Campbell v. Acuff-Rose Music, Inc. (1994) - This case established that the fact that money is made by a work does not make it impossible for fair use to apply; it is merely one of the components of a fair use analysis
That case is about fair use for parody.
Case law suggests using AI for parody is legal.
It’s not quite cut and dry as there’s also the recent decisions by the supreme court:
Andy Warhol Foundation for the Visual Arts, Inc. v. Goldsmith (2023) - “At issue was the Prince Series created by Andy Warhol based on a photograph of the musician Prince by Lynn Goldsmith. It held Warhol’s changes were insufficiently transformative to fall within fair use for commercial purposes, resolving an issue arising from a split between the Second and Ninth circuits among others.”
Jack Daniel’s Properties, Inc. v. VIP Products LLC (also 2023) - “The case deals with a dog toy shaped similar to a Jack Daniel’s whiskey bottle and label, but with parody elements, which Jack Daniel’s asserts violates their trademark. The Court unambiguously ruled in favor of Jack Daniel’s as the toy company used its parody as its trademark, and leaving the Rogers test on parody intact.”
The aforementioned Rogers test was quoted in both decisions but with pretty different interpretations of the coverage of “parody.”
One thing seems to be the key: intent As long as AI isn’t purposefully trained to mimic a style to then it’s probably safe, but things like style LoRAs and style CLIP encodings are likely gonna be decided on whether the supreme court decided to have lunch that day.
Note that both of those rulings are for the original rights holders (and therefore against AI tech).
What’s interesting to me is that we now have a goliath vs goliath fight with AI tech in one corner and mpaa and riaa (+ a lot of case history) in the other.
Either was I can’t see David (us) coming out on top.
So streaming is fine but copying not
Streaming involves distributing copies so I don’t see why it would be. The law has been well tested in this area.
Well how does the AI company consume the content?
Which company us “the AI company?”
It’s exploiting copyrighted content without a licence, so, in short, it’s pirating.
“Exploiting copyrighted content” is an incredibly vague concept that is not illegal. Copyright is about distributing copies of copyrighted content.
If I am given a copyrighted book, there are plenty of ways that I can exploit that book that are not against copyright. I could make paper airplanes out of its pages. I could burn it for heat. I could even read it and learn from its contents. The one thing I can’t do is distribute copies of it.
It’s not only about copying or distribution, but also use and reproduction. I can buy a legit DVD and play it in my own home and all is fine. Then I play it on my bar’s tv, in front of 100 people, and now it’s illegal. I can listen to a song however many times I want, but I can’t use it for anything other than private listening. In theory you should pay even if you want to make a video montage to show at your wedding.
Right now most licenses for copyrighted material specify that you use said material only for personal consumption. To use it for profit you need a special license
It’s about making copies, not just distributing them, otherwise I wouldn’t be able to be bound by a software eula because I wouldn’t need a license to copy the content to my computer ram to run it.
The enforceability of EULAs varies with jurisdiction and with the actual contents of the EULA. It’s by no means a universally accepted thing.

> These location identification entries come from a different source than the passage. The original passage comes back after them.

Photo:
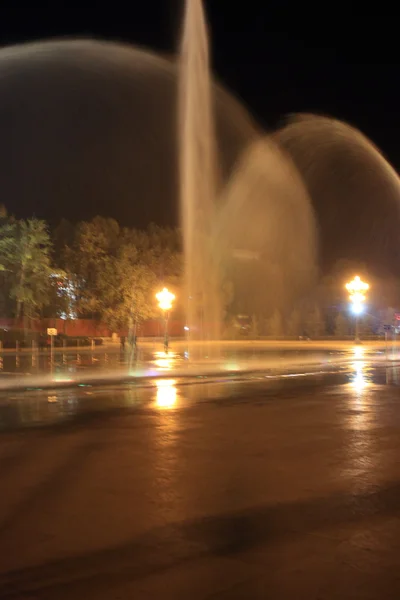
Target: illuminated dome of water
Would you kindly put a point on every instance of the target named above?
(93, 125)
(354, 191)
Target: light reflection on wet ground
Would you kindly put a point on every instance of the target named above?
(37, 407)
(286, 484)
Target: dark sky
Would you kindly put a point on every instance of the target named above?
(277, 59)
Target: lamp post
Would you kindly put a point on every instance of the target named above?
(357, 290)
(165, 299)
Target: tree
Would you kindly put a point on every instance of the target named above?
(315, 326)
(25, 249)
(126, 290)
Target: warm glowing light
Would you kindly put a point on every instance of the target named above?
(166, 393)
(164, 360)
(358, 351)
(165, 299)
(359, 382)
(357, 289)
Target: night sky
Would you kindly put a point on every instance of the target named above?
(275, 60)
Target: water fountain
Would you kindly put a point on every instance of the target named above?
(198, 179)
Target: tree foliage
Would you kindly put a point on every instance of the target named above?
(25, 261)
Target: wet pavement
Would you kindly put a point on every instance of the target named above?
(284, 486)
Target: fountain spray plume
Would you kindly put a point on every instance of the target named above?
(198, 178)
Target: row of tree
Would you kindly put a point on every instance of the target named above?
(94, 269)
(100, 270)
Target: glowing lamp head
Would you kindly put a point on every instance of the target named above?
(357, 290)
(165, 299)
(357, 308)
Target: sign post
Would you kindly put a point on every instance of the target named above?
(51, 332)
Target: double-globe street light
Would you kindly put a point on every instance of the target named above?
(357, 290)
(165, 299)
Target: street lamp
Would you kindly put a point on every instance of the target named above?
(165, 299)
(357, 290)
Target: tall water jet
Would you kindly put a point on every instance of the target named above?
(198, 178)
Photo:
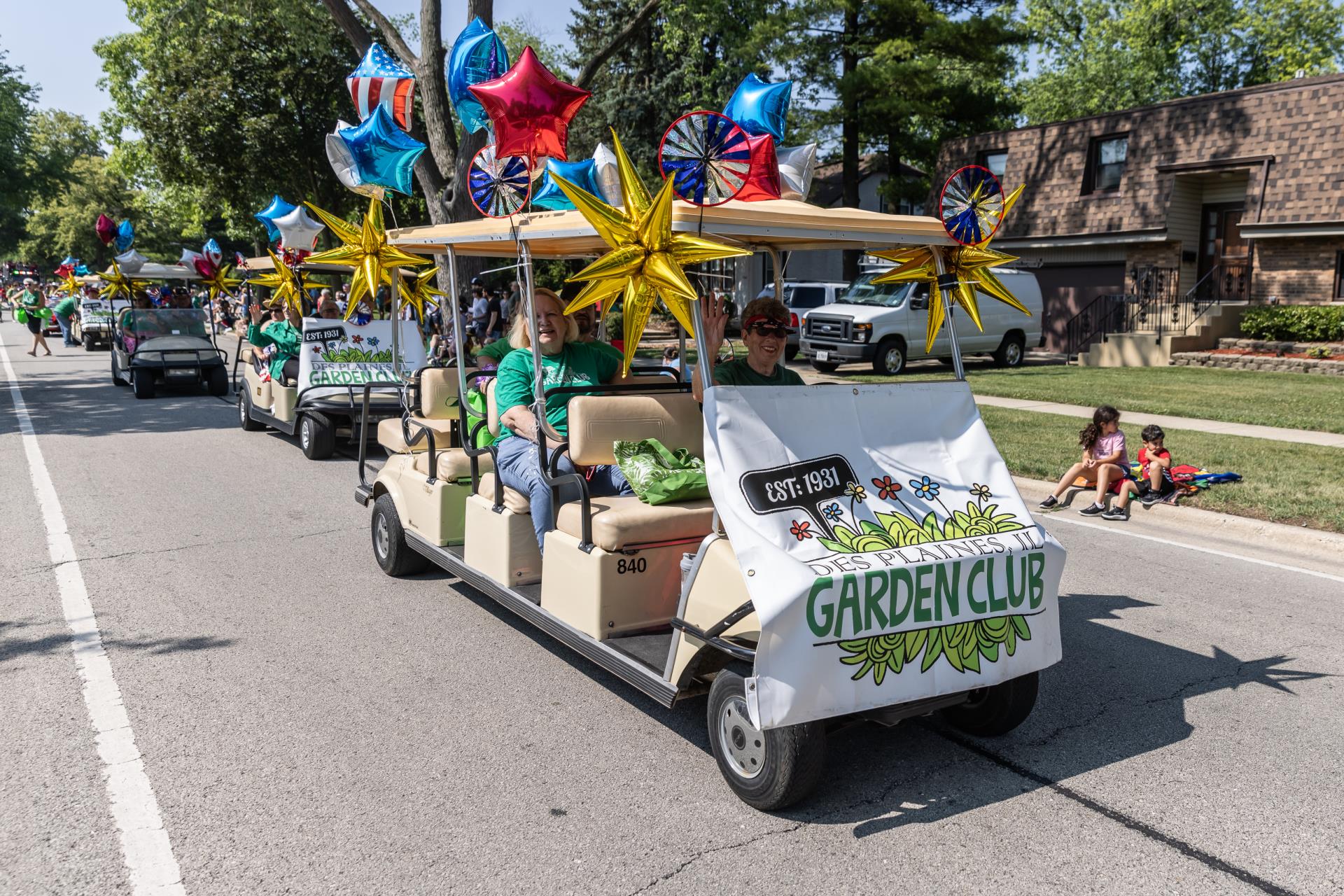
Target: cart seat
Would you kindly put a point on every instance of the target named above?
(596, 422)
(625, 522)
(514, 500)
(454, 464)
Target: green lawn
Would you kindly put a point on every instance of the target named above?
(1294, 400)
(1284, 482)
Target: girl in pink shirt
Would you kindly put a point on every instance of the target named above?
(1104, 457)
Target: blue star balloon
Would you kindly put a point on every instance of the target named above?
(760, 106)
(384, 153)
(268, 216)
(125, 235)
(477, 55)
(581, 174)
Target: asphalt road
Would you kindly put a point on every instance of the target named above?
(312, 726)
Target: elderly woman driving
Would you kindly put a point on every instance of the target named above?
(565, 362)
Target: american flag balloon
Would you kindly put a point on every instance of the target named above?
(381, 81)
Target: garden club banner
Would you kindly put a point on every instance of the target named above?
(344, 354)
(883, 543)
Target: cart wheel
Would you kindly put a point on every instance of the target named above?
(394, 556)
(318, 437)
(144, 382)
(768, 770)
(245, 414)
(218, 382)
(996, 711)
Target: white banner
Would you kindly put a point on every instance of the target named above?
(882, 540)
(342, 354)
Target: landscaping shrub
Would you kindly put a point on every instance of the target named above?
(1294, 323)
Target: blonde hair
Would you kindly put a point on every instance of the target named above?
(521, 336)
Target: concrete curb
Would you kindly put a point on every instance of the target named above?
(1234, 535)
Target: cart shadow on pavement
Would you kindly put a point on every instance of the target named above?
(1114, 696)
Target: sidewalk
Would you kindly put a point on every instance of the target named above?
(1135, 418)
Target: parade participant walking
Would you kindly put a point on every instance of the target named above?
(33, 301)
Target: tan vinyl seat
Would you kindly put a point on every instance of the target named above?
(596, 422)
(514, 500)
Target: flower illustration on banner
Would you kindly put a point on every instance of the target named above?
(925, 488)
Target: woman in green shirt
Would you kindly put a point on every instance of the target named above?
(765, 332)
(286, 335)
(34, 304)
(565, 362)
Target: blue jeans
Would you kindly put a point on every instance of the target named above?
(518, 468)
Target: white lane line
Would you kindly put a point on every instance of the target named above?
(144, 841)
(1054, 517)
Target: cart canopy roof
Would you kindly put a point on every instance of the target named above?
(777, 223)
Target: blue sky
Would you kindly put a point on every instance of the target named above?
(52, 39)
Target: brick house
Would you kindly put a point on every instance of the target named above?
(1237, 194)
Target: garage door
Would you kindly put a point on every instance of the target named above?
(1066, 289)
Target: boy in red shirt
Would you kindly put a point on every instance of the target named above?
(1155, 481)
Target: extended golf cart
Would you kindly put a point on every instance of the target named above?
(167, 347)
(788, 598)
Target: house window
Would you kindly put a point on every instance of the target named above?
(995, 160)
(1107, 163)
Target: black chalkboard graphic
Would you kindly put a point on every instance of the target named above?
(803, 486)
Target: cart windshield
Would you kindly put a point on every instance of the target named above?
(148, 323)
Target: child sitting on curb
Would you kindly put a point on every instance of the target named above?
(1155, 481)
(1104, 457)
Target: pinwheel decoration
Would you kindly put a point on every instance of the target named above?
(420, 290)
(706, 156)
(366, 250)
(968, 264)
(647, 258)
(288, 285)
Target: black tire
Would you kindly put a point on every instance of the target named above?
(790, 760)
(245, 414)
(996, 711)
(394, 556)
(1012, 351)
(218, 381)
(890, 359)
(318, 437)
(144, 382)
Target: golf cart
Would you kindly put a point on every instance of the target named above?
(153, 347)
(794, 614)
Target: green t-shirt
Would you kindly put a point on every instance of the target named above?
(577, 365)
(738, 372)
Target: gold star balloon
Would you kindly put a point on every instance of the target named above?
(286, 284)
(118, 285)
(647, 260)
(421, 290)
(366, 250)
(968, 264)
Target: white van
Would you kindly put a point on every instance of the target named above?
(883, 324)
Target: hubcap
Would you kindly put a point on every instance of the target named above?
(381, 538)
(743, 745)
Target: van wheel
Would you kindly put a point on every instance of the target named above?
(318, 437)
(768, 770)
(218, 381)
(996, 711)
(144, 382)
(1012, 351)
(394, 556)
(890, 358)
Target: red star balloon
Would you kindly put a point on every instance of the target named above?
(764, 179)
(530, 109)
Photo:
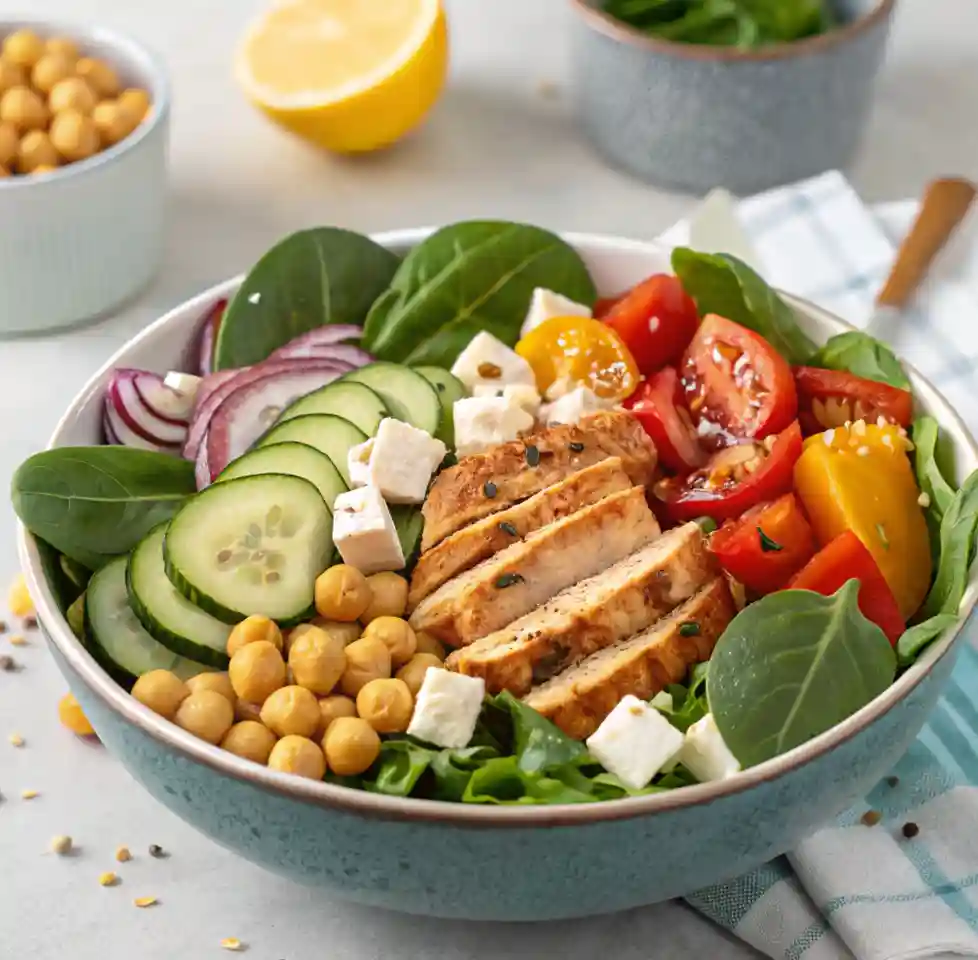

It’s funny how suddenly large chunks of the Internet are cheering on EULAs and copyright enforcement by giant megacorporations because they’ve become convinced that AI is Satan.
I’m absolutely against the idea of EULAs but the fact remains they are only enforceable because it’s the copying that is the reserved right, not the distribution. If it was distribution then second hand sales would be prohibitable (though thanks to going digital only that loop hole is getting pulled shut slowly but surely).
Again, they are not universally enforceable. There are plenty of jurisdictions where they are not.